Max’s hands flew up as if he were warding off evil spirits. “Don’t say
that
word in
this
shop!” he roared.

“Sorry,” I whispered.

“Oh, God.” He hunched his narrow shoulders and closed his eyes, squeezing his hand over his forehead in theatrical despair. “We’re going to have to have The Talk again, Evie. Where shall I begin? With the fact that one man’s junk is nearly always
another man’s junk
?”

“But—”

“There is a difference between collecti
bles
, and dust collect
ors
,” he began with vicarlike relish. “To succeed in antiques, you’ve got to ignore the item and focus on the
person
you can sell it to. . . .”

I clamped my lips shut. This was a major bone of contention between Max and me, but for the purpose of filling in the ten minutes until my sister, Alice, galloped to my rescue, I decided to let him do his routine. Antiques for me were all about the lives they’d once been part of. I loved the whispers of the past they carried, the proof that those period films had once been real life. Max, on the other hand, was all about the money. He obsessed about the covert movement of valuables from one wealthy family to another like someone studying the Premiership football-team transfer market, but with Sheraton dining sets instead of soccer players.

His shop in Chelsea, where I worked and he flounced about, provided a small taxable income, most of which was snapped up by his ex-wife, Tessa, but Max’s real work was discreetly
acquiring treasures from the impoverished English aristocracy and finding new homes for them in Cheshire, New England, or the millionaires’ mansions on the outskirts of London. A bit like Robin Hood, except he was the only one who made any money, and I was the one who wore the tights.

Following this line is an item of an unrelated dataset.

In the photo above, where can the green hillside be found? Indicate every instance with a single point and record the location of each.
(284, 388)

“Your problem is that you only ever buy for
yourself
,” he droned on, “and you’re hardly the most discerning—”

“That’s not fair!” I protested. “I spotted some Chanel costume brooches for Mrs. Herriot-Scott. Big camellias, genuine, in an old biscuit tin—no one else bothered to check it.”

I didn’t add that
I’d
only opened it because I was a sucker for lockets concealing wartime sweethearts, and you only found those by trawling the depths of general house-clearance boxes. And biscuit tins.

Max ground to an abrupt halt at the mention of Mrs. Herriot-Scott, one of his favorite clients. We loved her, and her insatiable desire for expensive plastic.

“Ah, well, that’s different.” His black eyes glittered as he calculated the markup. “What about that Georgian card table Jassy de la Mara asked us to look at?”

I glanced at the door and surreptitiously checked my watch. Max was on the second page, when my bidding had got a bit . . . well, emotional.

“The card table wasn’t right. Reproduction. But I picked up some nice cranberry glass,” I said.

Max’s face was crumpling alarmingly as he read on.

“And I got some Weymss piggy banks,” I added, my voice rising. “For Valentine’s presents? It’s that time of year?”